International branding and marketing expert Stephen Greyser came to the Lipscomb University campus this October to receive the annual MediaMaster’s Award, which honors communications professionals whose body of work stands as a model and inspiration for the next generation.

Greyser, a long-time Harvard Business School professor and frequent national commentator on consumer marketing, sports management and crisis communication, commented on various corporate publicity nightmares over the past few years, including BP, Tiger Woods, Toyota and Rupert Murdoch’s NewsCorp, at the awards ceremony on Oct. 5.

The MediaMasters Award at Lipscomb is presented annually by the Department of Communication and Journalism in the College of Arts and Sciences.

During the course of the day, Greyser met with faculty, staff, community members and the Lipscomb student news bureau, stressing the importance of “building, sustaining and protecting a corporate brand.” He also taped a “Conversations with the Dean” webisode, to be posted on the Lipscomb College of Business website, and a “Sound Leadership” podcast, to be posted on the Institute of Civic Leadership’s http://leadingvoices.lipscomb.edu website.

Greyser’s appearance at Lipscomb was sponsored by the Department of Communication and Journalism, the Nelson and Sue Andrews Institute for Civic Leadership and the College of Business.

Too many companies today over-promise in their brand marketing efforts, and end up losing the public’s trust, Greyser said. He illustrated his point using the example of how BP marketed itself as “the pro-environmental energy company” without acknowledging that inevitably BP’s operation was bound to have an environmental problem that would become public and undercut the brand language. The Deepwater Horizon oil spill accident in the Gulf of Mexico, was just such an event that destroyed the public’s trust in the BP brand, he said.

At the awards events, Greyser described a 2002 article on BP’s marketing published before the spill, that stated, “BP is setting itself up for real problems.
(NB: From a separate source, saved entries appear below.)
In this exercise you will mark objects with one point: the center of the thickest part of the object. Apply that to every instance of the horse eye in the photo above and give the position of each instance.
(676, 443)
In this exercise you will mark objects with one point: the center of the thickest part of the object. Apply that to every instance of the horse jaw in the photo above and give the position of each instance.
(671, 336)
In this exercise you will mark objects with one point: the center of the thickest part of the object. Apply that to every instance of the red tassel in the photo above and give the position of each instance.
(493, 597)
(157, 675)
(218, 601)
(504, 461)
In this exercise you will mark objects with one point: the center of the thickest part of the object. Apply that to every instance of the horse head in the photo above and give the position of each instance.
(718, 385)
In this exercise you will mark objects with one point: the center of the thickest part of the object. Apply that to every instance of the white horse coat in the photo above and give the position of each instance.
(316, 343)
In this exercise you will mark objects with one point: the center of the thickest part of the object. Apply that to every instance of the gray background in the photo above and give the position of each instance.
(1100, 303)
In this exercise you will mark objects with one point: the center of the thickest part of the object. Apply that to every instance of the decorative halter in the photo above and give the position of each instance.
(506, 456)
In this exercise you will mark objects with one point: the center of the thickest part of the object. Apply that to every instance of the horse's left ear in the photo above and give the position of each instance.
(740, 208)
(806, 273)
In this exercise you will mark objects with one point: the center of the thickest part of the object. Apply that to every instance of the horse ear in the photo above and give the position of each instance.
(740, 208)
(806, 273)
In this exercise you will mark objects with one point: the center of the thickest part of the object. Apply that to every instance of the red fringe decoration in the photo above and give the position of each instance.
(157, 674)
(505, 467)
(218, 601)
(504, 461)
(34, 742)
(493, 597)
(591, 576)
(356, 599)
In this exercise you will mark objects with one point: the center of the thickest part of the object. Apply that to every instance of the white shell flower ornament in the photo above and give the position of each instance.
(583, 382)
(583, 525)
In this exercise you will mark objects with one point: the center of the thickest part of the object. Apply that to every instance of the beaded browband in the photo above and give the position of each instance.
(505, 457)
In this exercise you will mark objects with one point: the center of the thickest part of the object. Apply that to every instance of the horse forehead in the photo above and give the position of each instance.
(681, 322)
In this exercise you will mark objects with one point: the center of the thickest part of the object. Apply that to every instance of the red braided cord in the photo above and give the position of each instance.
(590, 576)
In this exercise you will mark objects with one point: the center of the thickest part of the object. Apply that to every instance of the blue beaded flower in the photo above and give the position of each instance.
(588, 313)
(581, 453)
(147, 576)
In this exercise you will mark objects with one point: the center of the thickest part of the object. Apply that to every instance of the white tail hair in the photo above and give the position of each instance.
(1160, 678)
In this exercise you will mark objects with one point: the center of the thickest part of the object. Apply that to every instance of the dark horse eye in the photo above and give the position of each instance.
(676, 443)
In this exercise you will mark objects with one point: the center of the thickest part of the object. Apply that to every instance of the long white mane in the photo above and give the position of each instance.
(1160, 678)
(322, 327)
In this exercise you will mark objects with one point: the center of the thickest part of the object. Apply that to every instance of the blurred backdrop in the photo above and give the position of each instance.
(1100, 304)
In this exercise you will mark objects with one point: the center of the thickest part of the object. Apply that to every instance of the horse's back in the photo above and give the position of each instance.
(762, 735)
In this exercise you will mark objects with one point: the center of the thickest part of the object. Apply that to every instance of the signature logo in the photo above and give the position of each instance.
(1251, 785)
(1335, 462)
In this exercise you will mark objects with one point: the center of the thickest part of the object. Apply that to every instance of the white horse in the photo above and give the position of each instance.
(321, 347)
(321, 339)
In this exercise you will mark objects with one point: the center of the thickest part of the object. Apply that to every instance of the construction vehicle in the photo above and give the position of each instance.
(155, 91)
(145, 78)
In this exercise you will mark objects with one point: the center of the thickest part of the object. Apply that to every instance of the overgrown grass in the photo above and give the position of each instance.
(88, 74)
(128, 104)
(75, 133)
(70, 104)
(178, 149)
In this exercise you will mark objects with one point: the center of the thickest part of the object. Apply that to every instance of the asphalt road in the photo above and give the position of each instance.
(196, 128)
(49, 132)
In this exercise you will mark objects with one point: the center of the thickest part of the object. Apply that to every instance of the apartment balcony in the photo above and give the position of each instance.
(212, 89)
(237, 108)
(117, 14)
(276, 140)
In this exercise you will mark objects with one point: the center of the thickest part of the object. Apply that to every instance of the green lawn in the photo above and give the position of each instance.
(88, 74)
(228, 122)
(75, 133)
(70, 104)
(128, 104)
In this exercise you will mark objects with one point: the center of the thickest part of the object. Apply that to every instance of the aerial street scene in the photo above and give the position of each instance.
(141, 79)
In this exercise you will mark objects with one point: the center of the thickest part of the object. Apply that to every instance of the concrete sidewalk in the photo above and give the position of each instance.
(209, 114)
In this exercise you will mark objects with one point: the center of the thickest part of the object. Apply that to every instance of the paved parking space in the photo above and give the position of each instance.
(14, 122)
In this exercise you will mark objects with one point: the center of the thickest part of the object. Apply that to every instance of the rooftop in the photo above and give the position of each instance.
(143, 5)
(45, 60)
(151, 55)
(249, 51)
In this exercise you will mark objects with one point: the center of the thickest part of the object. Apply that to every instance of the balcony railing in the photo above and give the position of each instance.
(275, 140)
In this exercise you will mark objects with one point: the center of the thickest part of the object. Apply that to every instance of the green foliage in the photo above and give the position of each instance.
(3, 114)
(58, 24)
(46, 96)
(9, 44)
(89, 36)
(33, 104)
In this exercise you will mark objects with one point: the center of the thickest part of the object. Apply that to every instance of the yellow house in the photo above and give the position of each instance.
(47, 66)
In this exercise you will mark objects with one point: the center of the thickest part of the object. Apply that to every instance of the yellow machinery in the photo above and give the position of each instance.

Any energy company is eventually going to have troubles in either exploration… or in transmission. It’s inevitable; you have to have a plan, and BP came up short.”

Greyser and his research colleagues have dubbed this problem among companies the “promise performance gap.”

Greyser is a frequent speaker, television panelist and commentator on advertising, consumer marketing, sports management, crisis communications and consumer issues both in the U.S. and abroad. His views on the meaning of the Olympics for China were seen by millions in China on CCTV after the 2008 Olympics Opening Ceremonies.

He created Harvard’s first corporate communication course in Harvard Business School and has authored hundreds of case studies and articles for the Harvard Business Review. He is also an award-winning author/editor of 16 books, including his latest work, “Revealing the Corporation.”

Greyer is currently working on a new book along with Craig Carroll, chair of Lipscomb’s Department of Communication and Journalism.

Greyser was twice a public member of the National Advertising Review Board for U.S. advertising self-regulation. He was the first academic trustee of the Advertising Research Foundation, a past national vice chairman of the Public Broadcasting Service, a past executive director of the Marketing Science Institute, and has served on numerous corporate and nonprofit boards.